WE thank Thee, O Merciful Father, for the rest and peace which Thou hast given us this day, for the message of Thy love and the approach to Thy throne of grace. We thank Thee, O Lord Jesus Christ, that Thou hast been present this day in the midst of us, who have been gathered in Thy holy name. We thank Thee, O God the Holy Ghost, that Thou hast enlightened our minds to receive the word of the Lord Jesus, and kindled our hearts to worship in spirit and in truth.
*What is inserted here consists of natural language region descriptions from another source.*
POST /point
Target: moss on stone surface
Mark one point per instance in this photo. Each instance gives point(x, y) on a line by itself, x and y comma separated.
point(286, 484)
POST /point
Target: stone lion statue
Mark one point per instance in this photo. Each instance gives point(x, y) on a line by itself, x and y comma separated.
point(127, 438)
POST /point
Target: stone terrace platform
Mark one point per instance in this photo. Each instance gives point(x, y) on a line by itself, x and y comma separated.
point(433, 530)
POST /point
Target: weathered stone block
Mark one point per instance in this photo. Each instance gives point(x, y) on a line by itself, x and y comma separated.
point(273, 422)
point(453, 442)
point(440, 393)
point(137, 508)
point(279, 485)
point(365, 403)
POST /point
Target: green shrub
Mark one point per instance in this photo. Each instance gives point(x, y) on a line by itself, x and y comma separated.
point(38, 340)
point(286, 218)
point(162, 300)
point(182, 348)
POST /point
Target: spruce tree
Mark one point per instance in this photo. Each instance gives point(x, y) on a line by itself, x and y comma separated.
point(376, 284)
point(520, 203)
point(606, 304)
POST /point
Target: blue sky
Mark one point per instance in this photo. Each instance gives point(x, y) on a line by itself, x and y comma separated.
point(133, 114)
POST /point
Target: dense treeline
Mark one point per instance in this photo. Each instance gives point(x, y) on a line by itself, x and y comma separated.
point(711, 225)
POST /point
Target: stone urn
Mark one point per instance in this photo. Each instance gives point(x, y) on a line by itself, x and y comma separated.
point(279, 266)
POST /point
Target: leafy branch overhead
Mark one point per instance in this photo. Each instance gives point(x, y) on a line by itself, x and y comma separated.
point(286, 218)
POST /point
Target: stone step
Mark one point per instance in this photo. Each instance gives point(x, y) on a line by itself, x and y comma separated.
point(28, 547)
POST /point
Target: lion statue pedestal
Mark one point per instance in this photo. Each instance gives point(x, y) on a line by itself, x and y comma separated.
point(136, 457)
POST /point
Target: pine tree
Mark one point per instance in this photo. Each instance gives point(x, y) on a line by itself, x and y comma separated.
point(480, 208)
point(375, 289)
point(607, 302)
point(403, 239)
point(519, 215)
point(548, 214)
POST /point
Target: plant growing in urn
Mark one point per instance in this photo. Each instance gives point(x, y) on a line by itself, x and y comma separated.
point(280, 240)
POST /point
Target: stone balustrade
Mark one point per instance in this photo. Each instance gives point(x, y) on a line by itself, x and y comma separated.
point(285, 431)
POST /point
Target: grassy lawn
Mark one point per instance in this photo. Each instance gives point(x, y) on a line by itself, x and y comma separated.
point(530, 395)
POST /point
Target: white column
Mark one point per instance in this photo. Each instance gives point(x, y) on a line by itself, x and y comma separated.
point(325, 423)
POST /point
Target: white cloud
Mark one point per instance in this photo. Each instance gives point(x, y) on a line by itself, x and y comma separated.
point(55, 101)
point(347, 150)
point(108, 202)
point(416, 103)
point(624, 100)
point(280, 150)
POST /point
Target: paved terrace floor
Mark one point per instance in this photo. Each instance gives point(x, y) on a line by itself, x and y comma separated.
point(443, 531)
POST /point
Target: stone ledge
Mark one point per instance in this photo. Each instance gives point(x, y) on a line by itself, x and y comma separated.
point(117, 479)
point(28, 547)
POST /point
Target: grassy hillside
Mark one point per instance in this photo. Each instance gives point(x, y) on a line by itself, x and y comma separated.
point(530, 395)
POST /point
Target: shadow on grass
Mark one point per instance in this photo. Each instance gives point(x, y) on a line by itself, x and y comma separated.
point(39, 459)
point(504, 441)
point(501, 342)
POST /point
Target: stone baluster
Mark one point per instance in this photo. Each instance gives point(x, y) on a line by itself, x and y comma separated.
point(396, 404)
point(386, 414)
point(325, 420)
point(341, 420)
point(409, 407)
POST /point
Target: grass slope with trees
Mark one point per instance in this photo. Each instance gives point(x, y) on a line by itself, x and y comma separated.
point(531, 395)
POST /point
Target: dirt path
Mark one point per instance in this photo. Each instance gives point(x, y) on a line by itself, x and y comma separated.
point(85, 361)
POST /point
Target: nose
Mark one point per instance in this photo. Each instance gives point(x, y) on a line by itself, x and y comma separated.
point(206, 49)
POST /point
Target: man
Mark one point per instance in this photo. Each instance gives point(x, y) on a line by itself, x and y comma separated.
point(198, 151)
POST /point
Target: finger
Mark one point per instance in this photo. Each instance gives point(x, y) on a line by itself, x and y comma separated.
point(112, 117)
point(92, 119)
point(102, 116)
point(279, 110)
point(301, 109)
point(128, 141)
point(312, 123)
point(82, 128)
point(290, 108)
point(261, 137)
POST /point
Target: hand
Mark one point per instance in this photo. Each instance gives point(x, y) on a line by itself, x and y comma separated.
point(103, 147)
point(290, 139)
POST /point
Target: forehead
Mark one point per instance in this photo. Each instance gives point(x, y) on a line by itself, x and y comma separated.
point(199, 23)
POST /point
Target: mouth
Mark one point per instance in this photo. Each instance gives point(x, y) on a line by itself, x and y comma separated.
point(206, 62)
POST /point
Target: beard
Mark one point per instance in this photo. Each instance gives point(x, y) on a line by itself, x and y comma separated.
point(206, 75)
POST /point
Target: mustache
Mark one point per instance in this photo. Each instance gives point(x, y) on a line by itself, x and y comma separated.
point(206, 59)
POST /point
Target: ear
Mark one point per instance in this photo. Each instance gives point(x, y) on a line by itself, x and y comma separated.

Amen.

HYMN, or Psalm li. 1-6.

A FEW more years shall roll,
A few more seasons come;
And we shall be with those who rest
Asleep within the tomb.
Then, O my Lord, prepare
My soul for that great day;
O wash me in thy precious blood,
And take my sins away.

A few more struggles here,
A few more partings o’er,
A few more toils, a few more tears,
And we shall weep no more.
Then, O my Lord, prepare
My soul for that blest day;
O wash me in thy precious blood,
And take my sins away.

’Tis but a little while
And He shall come again,
Who died that we might live, who lives
That we with Him may reign.
Then, O my Lord, prepare
My soul for that glad day;
O wash me in thy precious blood,
And take my sins away.

JOHN XIV. 1-26.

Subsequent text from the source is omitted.